Another potential solution to the problem is return-free filing. The government would calculate your taxes for you using all of your W-2 and tax forms, and then you could either accept the result or provide proof that you should pay less or get back more.
California piloted its version of this approach to favorable reviews from tax filers. Joe Bankman, a Stanford University law professor, helped create the system.
“They know your wages because your employer already reported it to them,” Bankman said. “So in California, we took that information, and we sent a pilot group a completed return, and we also made it available online. And we said, based on what we know and what you reported last year about your household status, how many kids you have, and so on, here’s what we think your return will look like. If this is right, hit correct, submit.”

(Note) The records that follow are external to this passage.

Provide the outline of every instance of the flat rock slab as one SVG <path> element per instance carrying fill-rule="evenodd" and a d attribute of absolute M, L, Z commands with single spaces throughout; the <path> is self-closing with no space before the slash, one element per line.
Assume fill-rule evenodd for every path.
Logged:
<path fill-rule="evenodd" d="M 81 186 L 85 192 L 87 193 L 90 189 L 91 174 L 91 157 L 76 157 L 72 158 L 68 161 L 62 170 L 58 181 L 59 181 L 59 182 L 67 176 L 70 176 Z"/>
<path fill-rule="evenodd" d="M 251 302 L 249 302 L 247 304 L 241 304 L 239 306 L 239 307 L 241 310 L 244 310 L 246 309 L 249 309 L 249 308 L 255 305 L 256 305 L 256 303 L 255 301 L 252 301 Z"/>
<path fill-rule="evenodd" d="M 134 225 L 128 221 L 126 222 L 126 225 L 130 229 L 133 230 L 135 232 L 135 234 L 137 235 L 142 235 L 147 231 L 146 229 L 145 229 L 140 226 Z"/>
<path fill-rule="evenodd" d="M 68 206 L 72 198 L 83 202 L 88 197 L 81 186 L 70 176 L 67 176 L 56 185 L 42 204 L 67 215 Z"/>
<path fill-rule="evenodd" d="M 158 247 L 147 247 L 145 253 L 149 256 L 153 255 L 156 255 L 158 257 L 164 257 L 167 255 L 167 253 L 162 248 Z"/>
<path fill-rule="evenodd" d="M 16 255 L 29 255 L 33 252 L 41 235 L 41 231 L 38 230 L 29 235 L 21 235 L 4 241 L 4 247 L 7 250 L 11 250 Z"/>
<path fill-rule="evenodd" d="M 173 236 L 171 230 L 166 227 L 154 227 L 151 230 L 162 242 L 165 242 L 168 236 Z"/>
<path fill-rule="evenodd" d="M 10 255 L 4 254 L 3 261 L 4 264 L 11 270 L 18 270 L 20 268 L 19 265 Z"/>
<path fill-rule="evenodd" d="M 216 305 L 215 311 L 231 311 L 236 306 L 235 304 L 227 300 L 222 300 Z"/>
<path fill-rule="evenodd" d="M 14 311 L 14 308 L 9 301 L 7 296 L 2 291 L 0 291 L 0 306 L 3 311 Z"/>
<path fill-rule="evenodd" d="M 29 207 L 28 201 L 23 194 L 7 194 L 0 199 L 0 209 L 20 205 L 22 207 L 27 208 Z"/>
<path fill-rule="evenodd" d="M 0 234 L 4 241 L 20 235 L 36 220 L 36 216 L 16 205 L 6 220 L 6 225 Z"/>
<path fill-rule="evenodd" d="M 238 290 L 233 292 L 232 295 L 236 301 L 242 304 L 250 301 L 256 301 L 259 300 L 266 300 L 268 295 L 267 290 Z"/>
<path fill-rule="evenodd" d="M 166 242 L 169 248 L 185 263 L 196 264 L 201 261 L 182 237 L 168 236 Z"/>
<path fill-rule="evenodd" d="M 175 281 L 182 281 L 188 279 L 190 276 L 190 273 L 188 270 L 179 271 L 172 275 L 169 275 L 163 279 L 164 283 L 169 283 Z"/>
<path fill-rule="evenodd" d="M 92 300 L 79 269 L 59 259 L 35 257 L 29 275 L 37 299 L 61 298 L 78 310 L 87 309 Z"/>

But it didn’t last long. California Republicans alleged that the software could cost taxpayers money if it didn’t always maximize deductions. And, of course, we should mention that Intuit – the maker of TurboTax, which is based in California – spent over $1 million lobbying lawmakers as Ready Return was getting off the ground.
So Bankman fought back, pouring in $35,000 of his own money to counter-lobby state legislators to promote the return-free system. He’s also advocated for it to members of Congress.
“When I went to California to try to fight into it, I thought, ‘Well, there’s only 120 legislators. I’ll talk to them all one on one,'” Bankman said. “I found that in order to do it, I had to hire a lobbyist because I just couldn’t handle the details or get the meetings. In Congress, when I went there, now there’s 500 plus, and what I found everywhere I went is that Intuit had already preceded me. They’d already met every representative I was going to meet.”
“You can imagine if you’re not too literate and you’re not too numerate, maybe English isn’t your first language. It is an enormous burden,” Bankman said.